Active learning allows students the opportunity to connect their prior learning with new learning and make new meaning for themselves. When students make their own meaning out of new learning, they are more likely to remember the knowledge and apply it to new scenarios. Per Barkley, active leaning involves making emotional connections, making sense of content, and making new meaning out of content.

A common misconception about engaged learning is that engaged students are active students: you can walk into a classroom and see activity. But, this is only part of the story:

“It is not safe to conclude that if students are talking to each other, they are learning. It is equally risky to conclude that students are learning when they are listening to other students talking. Active learning means that the mind is actively engaged. Its defining characteristics are that students are dynamic participants in their learning and that they are reflecting on and monitoring both the processes and the results of their learning.” (Barkley, 2010, p. 16-17)

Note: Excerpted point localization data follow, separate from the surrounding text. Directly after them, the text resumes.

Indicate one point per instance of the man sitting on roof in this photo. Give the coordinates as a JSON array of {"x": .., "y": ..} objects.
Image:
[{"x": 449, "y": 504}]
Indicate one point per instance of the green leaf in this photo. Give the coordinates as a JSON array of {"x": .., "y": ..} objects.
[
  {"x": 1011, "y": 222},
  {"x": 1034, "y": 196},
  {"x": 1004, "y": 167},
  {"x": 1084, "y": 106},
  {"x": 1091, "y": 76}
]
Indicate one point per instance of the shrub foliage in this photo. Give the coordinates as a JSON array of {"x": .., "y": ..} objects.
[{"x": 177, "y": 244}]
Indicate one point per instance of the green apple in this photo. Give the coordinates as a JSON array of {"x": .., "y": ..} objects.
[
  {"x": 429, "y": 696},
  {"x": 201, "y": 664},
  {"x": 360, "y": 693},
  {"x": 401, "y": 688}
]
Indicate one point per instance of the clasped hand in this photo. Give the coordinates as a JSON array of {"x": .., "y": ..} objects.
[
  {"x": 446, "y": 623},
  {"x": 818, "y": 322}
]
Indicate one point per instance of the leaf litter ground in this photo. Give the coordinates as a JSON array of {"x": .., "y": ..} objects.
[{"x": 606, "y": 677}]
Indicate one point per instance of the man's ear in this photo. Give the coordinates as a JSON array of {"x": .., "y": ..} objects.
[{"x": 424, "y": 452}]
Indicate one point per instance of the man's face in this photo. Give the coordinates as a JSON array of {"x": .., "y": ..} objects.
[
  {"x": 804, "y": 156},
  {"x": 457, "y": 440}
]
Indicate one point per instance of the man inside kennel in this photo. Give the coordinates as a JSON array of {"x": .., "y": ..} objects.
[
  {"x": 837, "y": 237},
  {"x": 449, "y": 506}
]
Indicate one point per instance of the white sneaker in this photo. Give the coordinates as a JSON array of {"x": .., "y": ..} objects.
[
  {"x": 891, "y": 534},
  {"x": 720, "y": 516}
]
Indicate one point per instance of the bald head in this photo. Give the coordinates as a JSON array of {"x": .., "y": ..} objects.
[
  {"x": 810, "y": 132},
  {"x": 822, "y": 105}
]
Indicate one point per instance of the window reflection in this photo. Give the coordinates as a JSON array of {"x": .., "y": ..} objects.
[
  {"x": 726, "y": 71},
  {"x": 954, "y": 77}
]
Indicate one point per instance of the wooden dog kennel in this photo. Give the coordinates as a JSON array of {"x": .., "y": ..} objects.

To promote active learning and student motivation to create engaged learning, Barkley lists three conditions: 

  • Being part of a classroom learning community: In a classroom learning community, students feel connected to one another and the instructor. Barkley (2010) states that this type of learning environment: “fulfills the basic human need to be part of a social community and also encourages students to learn actively as they collaboratively construct, reconstruct, and build their understanding” (p. 27).
  • Working at optimum challenge: To address both motivation and active learning, we must provide optimal levels of challenge for each student. Students working at this optimal level are pushing their learning past their comfort level, but not so far that they are threatened or anxious.
  • Learning holistically: Students learn not only through logical thinking, but also through affective and psychomotor action. Thus, it is important to go beyond logical thinking and engage students’ relevant feelings and interests.

We often use lecture and slides in our teaching which often results in student passivity. They become passive receivers of knowledge rather than active participants in the construction of knowledge. There are some very simple ways to increase the engagement of learners even when lecture is the primary mode of delivering content. For example, you can ask students to turn to the student next to them and discuss the lecture material and/or respond to a question. To dive deeper into designing for engaged learning, we recommend using our guide, “Designing Learning Strategies for Engaged Learning.”


Barkley, E.F. (2010). Student engagement techniques. San Francisco: John Wiley and Sons.

Center for Learning Experimentation, Application, and Research. (2016). Teaching Resources for Engaged Educators [online training modules]. Denton, TX: University of North Texas.

Kuh, G. D. (2008). Why integration and engagement are essential to effective educational practice in the twenty-first century. Peer Review, 10(4), 27-28.